The first minutes of a movie can make even the most sensitive viewers decide to leave the cinema. The boy playing on the beach was ordered by his mother not to eat anything he finds among the stones, just a simple care. However, after a while we see the boy eating a plastic trash can, and in the next scene his mother smothers the child with a pillow. Could it get darker after this opening?
Saul Tenser (Viggo Mortensen) and Caprice (Lea Seydoux), a pair of performers, are at the heart of the story Cronenberg tells.

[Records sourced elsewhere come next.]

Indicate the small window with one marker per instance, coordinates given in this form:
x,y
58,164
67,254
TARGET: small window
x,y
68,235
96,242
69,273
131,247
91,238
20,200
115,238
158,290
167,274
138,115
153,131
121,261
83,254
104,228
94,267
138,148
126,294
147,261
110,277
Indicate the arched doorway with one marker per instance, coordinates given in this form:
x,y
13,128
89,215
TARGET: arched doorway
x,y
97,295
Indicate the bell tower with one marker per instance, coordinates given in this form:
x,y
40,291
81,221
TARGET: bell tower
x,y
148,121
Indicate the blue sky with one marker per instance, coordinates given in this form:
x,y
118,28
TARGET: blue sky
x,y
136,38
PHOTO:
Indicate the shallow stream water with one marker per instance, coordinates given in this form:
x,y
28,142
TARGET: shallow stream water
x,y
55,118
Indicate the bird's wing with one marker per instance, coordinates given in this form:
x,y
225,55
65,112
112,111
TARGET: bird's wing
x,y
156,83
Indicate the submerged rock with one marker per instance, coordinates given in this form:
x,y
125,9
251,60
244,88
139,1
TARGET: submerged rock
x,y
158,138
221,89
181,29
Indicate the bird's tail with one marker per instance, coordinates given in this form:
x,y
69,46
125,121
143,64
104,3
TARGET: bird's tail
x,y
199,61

Saul’s body is capable of producing internal organs, previously unknown, which Caprice separates from his intestines during general – somewhat illegal – surgeries. However, the scalpels that cut off the body of Saul do not harm him, because humans have become resistant to him in the course of development, and he has been replaced by pleasure.
The great popularity of the artistic couple means the appearance of different personalities in their lives. Among them: bureaucrats unhealthily impressed by surgical performances (Kristen Stewart and Don McKellar, who are totally annoying), a plastic surgeon who wanted to persuade Saul to participate in an “inner beauty pageant” (Yorgos Perbasopoulos) and finally, the father of the child murdered at the beginning of the movie (Scott Speedman). The latter urges Saul and Caprice to perform a public autopsy on their son to show the whole world that in addition to taking pain away from people, evolution has provided people with entirely new possibilities.